Mr. Justice Branch concluded that neither the plaintiff or his parents were capable of managing the investment of his settlement (which was in excess of $5 million). He concluded, that in order to achieve the 2% discount rate (a discount rate applied to future losses – to recognize the assumed investment earnings generated, countered by inflation), the plaintiff would continue to incur fees for an investment group to manage his settlement fund. After much review, he accepted the fee proposal presented by the plaintiff.
He then turned to the methodology to “gross-up” the cost of future care funds to provide funds that will be able to meet the projected expenses throughout the plaintiff’s lifetime (rather than ending prematurely). Gross-up is necessary because amounts for future care are paid as a lump sum fund, reduced on the assumption that the ongoing unused portion will be invested and earn income. However, because investment income is taxed, the lump sum will be insufficient to provide the care intended – and a complicated “tax gross-up” is necessary to ensure the fund is sufficient. The major issue in this case was how to assess the future uncertainties about the plaintiff’s life expectancy – i.e. how long the future care expenses would be needed depending on hypothetical contingencies.
The plaintiff’s experts’ analysis ran 97 scenarios covering the potential range of life expectancies, and applied the cost of future care to the same. The defence experts started with life expectancy, and applied mortality tables to reduce the life expectancy further. The defence analysis was criticized because it yielded outcomes that led to the fund expiring even before the average life expectancy without contingencies. To put it simply, the defence approach double counted the likelihood of death. In preferring the plaintiff’s “Probability of Death method” set out by economist Rob Carson, Mr. Justice Branch provided the following reasons:
 Having reviewed the authorities, I derive the following general principles:
1. the gross-up methodology should, to the extent possible, provide funds at a level that will be able to meet the projected expenses throughout the plaintiff’s lifetime, and not end prematurely; and
2. the methodology should, to the extent possible, be consistent with the methodology used for the underlying awards upon which the gross-up is based.
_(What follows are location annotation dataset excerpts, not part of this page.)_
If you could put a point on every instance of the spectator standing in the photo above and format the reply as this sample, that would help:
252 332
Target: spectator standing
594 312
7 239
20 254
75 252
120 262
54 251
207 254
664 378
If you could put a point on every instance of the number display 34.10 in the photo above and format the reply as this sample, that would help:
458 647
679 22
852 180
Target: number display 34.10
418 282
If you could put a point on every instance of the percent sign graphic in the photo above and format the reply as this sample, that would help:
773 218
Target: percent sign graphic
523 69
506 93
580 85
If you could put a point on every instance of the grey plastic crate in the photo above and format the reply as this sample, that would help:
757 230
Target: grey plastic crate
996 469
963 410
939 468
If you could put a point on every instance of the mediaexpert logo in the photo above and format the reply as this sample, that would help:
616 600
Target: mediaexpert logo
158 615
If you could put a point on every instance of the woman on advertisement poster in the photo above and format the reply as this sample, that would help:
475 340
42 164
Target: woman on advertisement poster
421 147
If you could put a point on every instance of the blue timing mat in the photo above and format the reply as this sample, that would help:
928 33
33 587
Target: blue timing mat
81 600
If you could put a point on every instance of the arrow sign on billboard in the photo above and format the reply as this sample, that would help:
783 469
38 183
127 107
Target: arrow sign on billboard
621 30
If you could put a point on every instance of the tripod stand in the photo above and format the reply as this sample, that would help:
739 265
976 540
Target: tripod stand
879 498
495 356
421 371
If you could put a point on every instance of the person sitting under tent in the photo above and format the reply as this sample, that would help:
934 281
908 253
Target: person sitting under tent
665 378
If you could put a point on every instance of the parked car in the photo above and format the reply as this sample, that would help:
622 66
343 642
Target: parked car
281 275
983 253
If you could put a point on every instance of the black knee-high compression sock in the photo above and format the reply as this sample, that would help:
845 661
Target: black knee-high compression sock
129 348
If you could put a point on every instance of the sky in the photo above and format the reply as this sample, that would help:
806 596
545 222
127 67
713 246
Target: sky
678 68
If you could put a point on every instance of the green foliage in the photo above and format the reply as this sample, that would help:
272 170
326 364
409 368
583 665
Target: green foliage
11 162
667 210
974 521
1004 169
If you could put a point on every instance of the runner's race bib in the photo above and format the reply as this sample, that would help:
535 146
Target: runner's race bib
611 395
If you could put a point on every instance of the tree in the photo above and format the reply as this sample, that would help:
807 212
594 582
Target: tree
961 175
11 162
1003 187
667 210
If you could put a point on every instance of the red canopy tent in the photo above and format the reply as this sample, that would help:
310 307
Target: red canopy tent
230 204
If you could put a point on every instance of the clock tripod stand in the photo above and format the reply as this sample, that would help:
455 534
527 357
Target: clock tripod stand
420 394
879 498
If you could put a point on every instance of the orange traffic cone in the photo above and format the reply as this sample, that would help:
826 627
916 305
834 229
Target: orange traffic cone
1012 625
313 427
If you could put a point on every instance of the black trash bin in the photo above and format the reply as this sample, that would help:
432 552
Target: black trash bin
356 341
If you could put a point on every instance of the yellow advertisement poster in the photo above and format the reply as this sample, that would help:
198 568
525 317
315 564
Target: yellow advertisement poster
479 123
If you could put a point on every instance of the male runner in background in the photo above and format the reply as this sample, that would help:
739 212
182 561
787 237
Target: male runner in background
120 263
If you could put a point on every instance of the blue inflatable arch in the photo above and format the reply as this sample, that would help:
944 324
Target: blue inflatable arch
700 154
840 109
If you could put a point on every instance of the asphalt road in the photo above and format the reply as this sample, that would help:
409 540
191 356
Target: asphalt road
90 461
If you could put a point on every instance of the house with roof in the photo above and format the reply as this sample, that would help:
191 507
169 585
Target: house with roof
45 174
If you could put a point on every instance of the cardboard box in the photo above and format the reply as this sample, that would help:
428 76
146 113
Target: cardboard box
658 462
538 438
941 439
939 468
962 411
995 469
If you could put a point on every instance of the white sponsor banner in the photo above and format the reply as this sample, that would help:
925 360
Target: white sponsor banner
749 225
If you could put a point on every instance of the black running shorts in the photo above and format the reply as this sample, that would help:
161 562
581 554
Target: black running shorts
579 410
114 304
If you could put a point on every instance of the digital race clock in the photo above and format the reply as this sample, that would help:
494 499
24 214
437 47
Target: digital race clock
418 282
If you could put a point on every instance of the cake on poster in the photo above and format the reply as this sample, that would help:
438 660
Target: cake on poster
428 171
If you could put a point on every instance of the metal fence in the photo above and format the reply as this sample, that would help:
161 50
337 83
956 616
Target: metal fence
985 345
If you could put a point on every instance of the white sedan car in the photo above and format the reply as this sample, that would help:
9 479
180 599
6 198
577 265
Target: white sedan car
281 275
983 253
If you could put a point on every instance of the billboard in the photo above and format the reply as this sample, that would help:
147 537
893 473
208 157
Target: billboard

 I find that these principles favour Mr. Carson’s Probability of Death method, in that this method is more closely aligned to the probabilistic approach used to derive the cost of care and future income lost. By way of contrast, Mr. Hildebrand admits that his approach “decouples” the gross-up calculations from the underlying calculations. Furthermore, the Probability of Death method is more likely to yield a stream that matches the plaintiff’s average expected life expectancy. Finally, Mr. Hildebrand accepted that the Burnell paper, from which the Probability of Death method was derived, is a recommended resource for actuaries. This was affirmed by Mr. Banville. Mr. Cheng agreed that there was very little else out there other than Mr. Burnell’s paper. Conversely, there was no evidence of any actuary approving of Mr. Hildebrand’s approach.
 In terms of the defendant’s critiques of the Probability of Death method, the concern about certain illustrated scenarios being unrealistic is overstated, since they were simply a step along the road of a longer mathematical calculation that eventually adjusts in such a way that the final expected outcome matches the award. Furthermore, this complaint overlooks that the interim scenarios in the early years vastly underutilize the agreed amount. This only highlights the need to assess the approach in its totality, not on the basis of what is illustrated half-way through the order of mathematical operations. It is somewhat akin to critiquing a student for showing that (2X2)-1=4 part way through a student’s calculations, without turning over the page to see that the student subsequently subtracted 1 to reach 3.
 I conclude that the calculations guiding the court’s assessment in this case should be performed using Mr. Carson’s Probability of Death method.